Unporn consists of non-sexual images that suggest a variety of sexual body parts or activities. Fruit and vegetables are the mainstay of the unporn oeuvre. Melons, aubergines, sweetcorn, grapefruit, pomegranates and cucumbers are all pressed into portraying body parts in various action poses, right up to a banana dripping with white chocolate sauce. Sausages, hotdogs and other meat products unsurprisingly portray the male ‘meat’. Tall cacti also fill this role—presumably if you want to suggest the male of the species is somewhat prickly. Inanimate objects feature little, aside from the odd mannequin’s hand, though a pair of interlaced zips proves, on close inspection, to represent the Tantric sex position known as Janujugmâsana.
The idea is that unporn images can be used to safely illustrate inherently unsafe topics.
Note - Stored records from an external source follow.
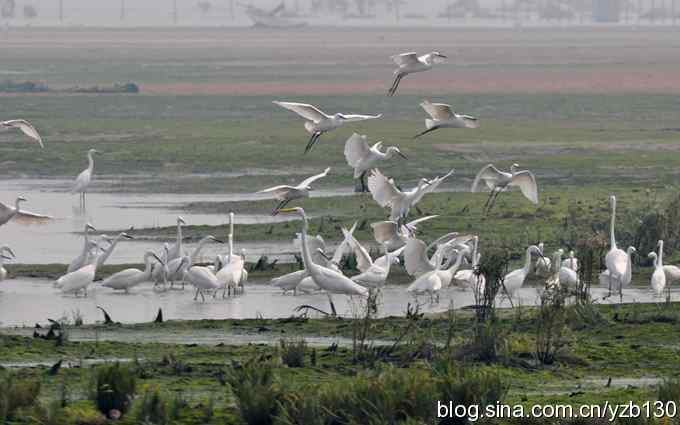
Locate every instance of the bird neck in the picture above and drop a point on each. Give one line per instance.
(612, 237)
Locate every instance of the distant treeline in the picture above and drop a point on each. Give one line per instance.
(9, 86)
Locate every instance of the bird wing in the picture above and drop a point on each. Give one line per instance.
(405, 58)
(359, 117)
(27, 128)
(356, 149)
(306, 111)
(308, 181)
(383, 189)
(526, 181)
(279, 192)
(28, 217)
(438, 111)
(489, 174)
(364, 260)
(416, 261)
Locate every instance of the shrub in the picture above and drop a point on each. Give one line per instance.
(153, 408)
(293, 352)
(257, 393)
(114, 388)
(16, 393)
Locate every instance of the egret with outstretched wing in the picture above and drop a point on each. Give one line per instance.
(318, 122)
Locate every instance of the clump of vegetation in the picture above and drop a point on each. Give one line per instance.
(257, 392)
(153, 408)
(15, 394)
(114, 388)
(293, 352)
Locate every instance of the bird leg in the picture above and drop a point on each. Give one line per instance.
(395, 85)
(312, 141)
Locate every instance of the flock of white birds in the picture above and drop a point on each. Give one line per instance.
(452, 259)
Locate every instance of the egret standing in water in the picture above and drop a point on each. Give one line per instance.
(8, 212)
(318, 122)
(409, 63)
(500, 181)
(364, 158)
(285, 193)
(84, 179)
(26, 127)
(442, 116)
(386, 193)
(333, 282)
(6, 253)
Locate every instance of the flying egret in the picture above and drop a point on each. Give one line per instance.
(285, 193)
(363, 158)
(515, 279)
(8, 212)
(81, 278)
(128, 278)
(83, 258)
(6, 253)
(394, 235)
(616, 259)
(112, 245)
(202, 279)
(543, 265)
(444, 117)
(500, 181)
(178, 266)
(333, 282)
(26, 127)
(373, 273)
(386, 193)
(176, 250)
(409, 63)
(84, 179)
(571, 262)
(318, 122)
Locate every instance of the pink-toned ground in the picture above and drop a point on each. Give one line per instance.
(333, 61)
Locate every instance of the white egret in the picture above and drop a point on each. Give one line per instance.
(285, 193)
(616, 259)
(80, 279)
(386, 193)
(571, 262)
(84, 179)
(128, 278)
(26, 127)
(409, 63)
(515, 279)
(443, 116)
(83, 258)
(394, 235)
(363, 158)
(333, 282)
(318, 122)
(500, 181)
(8, 212)
(176, 250)
(178, 266)
(6, 253)
(202, 279)
(112, 245)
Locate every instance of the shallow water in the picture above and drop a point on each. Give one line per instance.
(59, 241)
(24, 302)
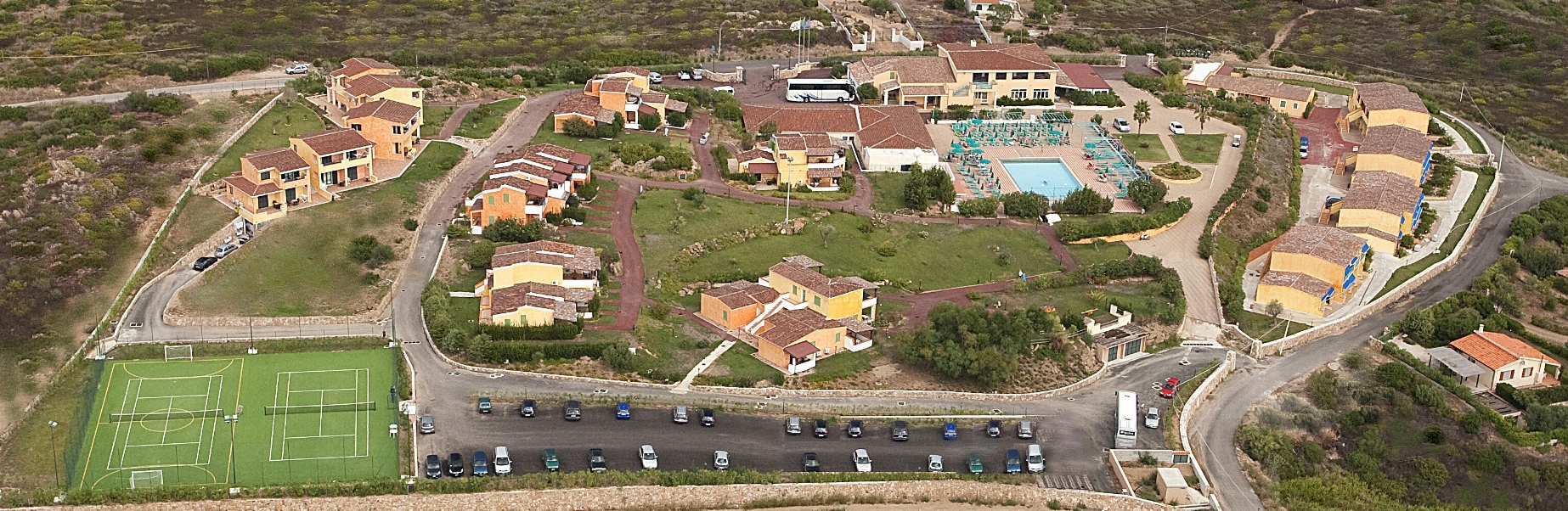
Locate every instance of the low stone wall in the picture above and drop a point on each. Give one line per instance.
(682, 497)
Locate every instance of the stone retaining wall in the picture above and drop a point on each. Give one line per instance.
(684, 497)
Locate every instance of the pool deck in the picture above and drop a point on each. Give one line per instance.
(1071, 155)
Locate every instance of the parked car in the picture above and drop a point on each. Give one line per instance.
(554, 463)
(1037, 461)
(502, 461)
(480, 464)
(648, 457)
(204, 262)
(809, 463)
(1169, 389)
(433, 468)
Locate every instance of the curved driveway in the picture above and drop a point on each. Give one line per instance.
(1520, 187)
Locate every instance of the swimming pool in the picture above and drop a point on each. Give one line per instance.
(1045, 176)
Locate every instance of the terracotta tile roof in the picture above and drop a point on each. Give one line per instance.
(742, 294)
(335, 140)
(1260, 87)
(385, 109)
(908, 70)
(281, 160)
(550, 253)
(1327, 244)
(1384, 192)
(372, 85)
(825, 118)
(246, 187)
(894, 127)
(1297, 281)
(584, 105)
(358, 65)
(1084, 77)
(1497, 350)
(1390, 96)
(997, 57)
(1396, 140)
(539, 296)
(787, 327)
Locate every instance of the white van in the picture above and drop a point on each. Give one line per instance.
(1035, 461)
(502, 463)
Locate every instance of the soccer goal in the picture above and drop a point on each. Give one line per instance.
(178, 353)
(146, 479)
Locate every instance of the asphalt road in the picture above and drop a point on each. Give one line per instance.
(1520, 188)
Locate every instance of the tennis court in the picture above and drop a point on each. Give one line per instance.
(242, 420)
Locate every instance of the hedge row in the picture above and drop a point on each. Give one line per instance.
(1074, 229)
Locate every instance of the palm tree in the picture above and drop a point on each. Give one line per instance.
(1140, 113)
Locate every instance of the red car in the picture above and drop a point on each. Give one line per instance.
(1169, 389)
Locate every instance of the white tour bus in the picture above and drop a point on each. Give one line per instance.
(821, 90)
(1126, 418)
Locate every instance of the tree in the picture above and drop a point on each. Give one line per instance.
(513, 231)
(1147, 194)
(650, 121)
(1140, 113)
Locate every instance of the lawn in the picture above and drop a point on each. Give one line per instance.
(1452, 240)
(1145, 148)
(285, 120)
(296, 267)
(1200, 148)
(483, 121)
(1266, 328)
(181, 438)
(888, 190)
(1323, 87)
(435, 118)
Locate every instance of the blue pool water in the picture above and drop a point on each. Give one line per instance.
(1045, 176)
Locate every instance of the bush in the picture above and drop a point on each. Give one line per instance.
(369, 251)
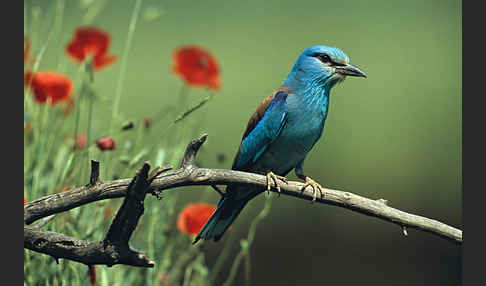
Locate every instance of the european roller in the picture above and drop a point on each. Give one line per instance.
(282, 130)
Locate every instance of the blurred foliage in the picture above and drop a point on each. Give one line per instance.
(395, 135)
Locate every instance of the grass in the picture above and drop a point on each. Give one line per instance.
(52, 165)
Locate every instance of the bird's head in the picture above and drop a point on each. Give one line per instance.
(322, 65)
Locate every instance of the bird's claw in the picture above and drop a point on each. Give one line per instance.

Cho continues: “Today, many sexual subjects considered ‘off-limits’ have a growing need to be communicated. Unsplash is a place for enabling creative expression. At the same time, Unsplash is a safe space for all creators”. Cho’s desire to increase discussion around a taboo subject sings from his quotes, yet the undertow of shame remains. By not being willing to show human sexuality as it is, we continue to reinforce the notion that it’s shameful.
I have written elsewhere how the rise of patriarchy around 6,000 years ago created inherently sex-negative societies, which became the world’s dominant social model. This led to an institutionalised, unconscious sense of shame around all things sexual that we are only now beginning to confront.
Sweetcorn penises? Buttock-shaped peaches? Breasts formed by a halved grapefruit? A prized-open sliced cold ham for a vagina being fingered? Really? Is unporn how immature our society is when it comes to portraying the sexual parts of our anatomies? The joyful experiences they are capable of giving us?
Is unporn how immature our society is when it comes to portraying the sexual parts of our anatomies? The joyful experiences they are capable of giving us?
Only when we are completely comfortable with our bodies and the process by which we reproduce—and images of the same—will we truly create a safe space for all creators—and all creation.